Embora seja politicamente correto declarar-se pró-manifestações, cai a adesão e o apoio aos protestos de rua. Se a indignação coletiva persiste, evidencia-se quão difusa ela é. Mais e mais pessoas trocam o direito de bloquear pelo de ir e vir.
A reação cresce entre quem depende do bem público que o black bloc depredou. O resultado é melancólico. Sem objetivo comum, indignações individuais se anulam numa conta de soma zero.
Nem todos saem perdendo, porém. Bons calculistas sempre estão alertas à tábua de marés da política. O PMDB fez do limão que azedou a popularidade de Dilma Rousseff um oceano de limonada. Aprovou no Congresso dispositivo que obriga o governo federal a gastar o que deputados e senadores emendam no Orçamento. A diferença é que essa conta soma zeros. No plural e à direita dos cifrões.
Fora do eixo brasiliense também há quem capitalize ganhos, obtidos com slogans genéricos. São um capilé no deserto: refrescam por um tempo, mas falta substância para levar a um lugar que não seja o comum. "Horizontalidades" e redes acabam apropriadas pelos mais habilidosos ou loquazes. Na falta de líderes, reaparecem gurus. Cada tempo tem o Rhalah Rikota que merece.
Políticos que dependem dos alternativos já perceberam a mudança de vento. Tomam distância dos protestos, condenam a violência de parte dos manifestantes e defendem as regras do estado democrático. Tudo do modo mais genérico e generalista possível. Fé cega não combina com o diabo que mora nos detalhes.
Não são os únicos em fase de adaptação do discurso, todavia. Os meios adaptam a comunicação. A narrativa das manifestações reincorpora o termo "baderneiros". A segmentação é o princípio da exclusão. O passo seguinte é invocar ação mais vigorosa da polícia. E voltaremos aonde tudo começou.
Pirâmide. Apesar de apreciar obras faraônicas, o Brasil nao é o Egito. Pirâmide, aqui, só financeira. Mas há lições políticas a extrair da crise egípcia.
Lição 1: faraós não são eternos. De Tutancâmon a Anwar Sadat, mesmo os mais poderosos sempre estão sujeitos a um fim abrupto.
Lição 2: as ruas derrubam, mas não sustentam. A mesma maré humana que derrubou Hosni Mubarak e permitiu a Mohamed Morsi se tornar o primeiro presidente eleito em 5 mil anos serviu de pretexto ao golpe militar que o tirou do poder menos de dois anos depois.
Lição 3: democracia requer acordos e concessões. Morsi subestimou a oposição.
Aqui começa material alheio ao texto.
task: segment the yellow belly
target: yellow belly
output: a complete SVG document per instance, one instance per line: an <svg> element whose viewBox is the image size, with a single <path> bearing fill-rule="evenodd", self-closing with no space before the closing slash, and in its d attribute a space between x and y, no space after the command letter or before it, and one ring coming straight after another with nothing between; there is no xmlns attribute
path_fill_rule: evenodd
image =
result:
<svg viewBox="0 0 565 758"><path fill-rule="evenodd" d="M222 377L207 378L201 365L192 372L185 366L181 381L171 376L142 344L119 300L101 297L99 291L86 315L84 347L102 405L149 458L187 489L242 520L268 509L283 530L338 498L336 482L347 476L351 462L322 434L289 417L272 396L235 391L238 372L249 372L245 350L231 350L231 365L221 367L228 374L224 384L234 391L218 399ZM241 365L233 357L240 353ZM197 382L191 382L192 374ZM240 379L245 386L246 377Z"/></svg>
Eleito por pequena margem, tentou impor os pontos de vista da Irmandade Muçulmana. Alienou apoiadores e aliou inimigos contra si. Acabou derrubado e preso.
Lição 4: poder militar sem submissão ao poder civil é ditadura. Militares egípcios "elegeram" quatro dos cinco presidentes da história do país, e derrubaram três deles. Obedecem só se lhes convém. Mandam mais que as mas e fuzilam quem os desafia.
Lição 5: manifestação não substitui eleição. Quando um lado tem 52% dos votos e o outro, 48%, ambos são capazes de arregimentar multidões impressionantes. Nem por isso elas devem suplantar a uma como medida de legitimidade de um governo.
Mausoléu. A cada gesto de intransigência, intolerância e autoritarismo, o ministro Joaquim Barbosa assenta um tijolo no mausoléu de sua suposta candidatura presidencial. Se simboliza a mudança, o presidente do Supremo Tribunal Federal comporta-se com a onísciência dos todo-poderosos. Constrói para si um reflexo da imagem atribuída à presidente Dilma Rousseff Vira seis por meia dúzia.
Se em um acesso de humildade decidir desculpar-se com o colega Ricardo Lewandowski, Joaquim Barbosa tem que respeitar a fila. Está devendo retratação pessoal e pública ao repórter que chamou de palhaço. Escusa via terceiros não é desculpa.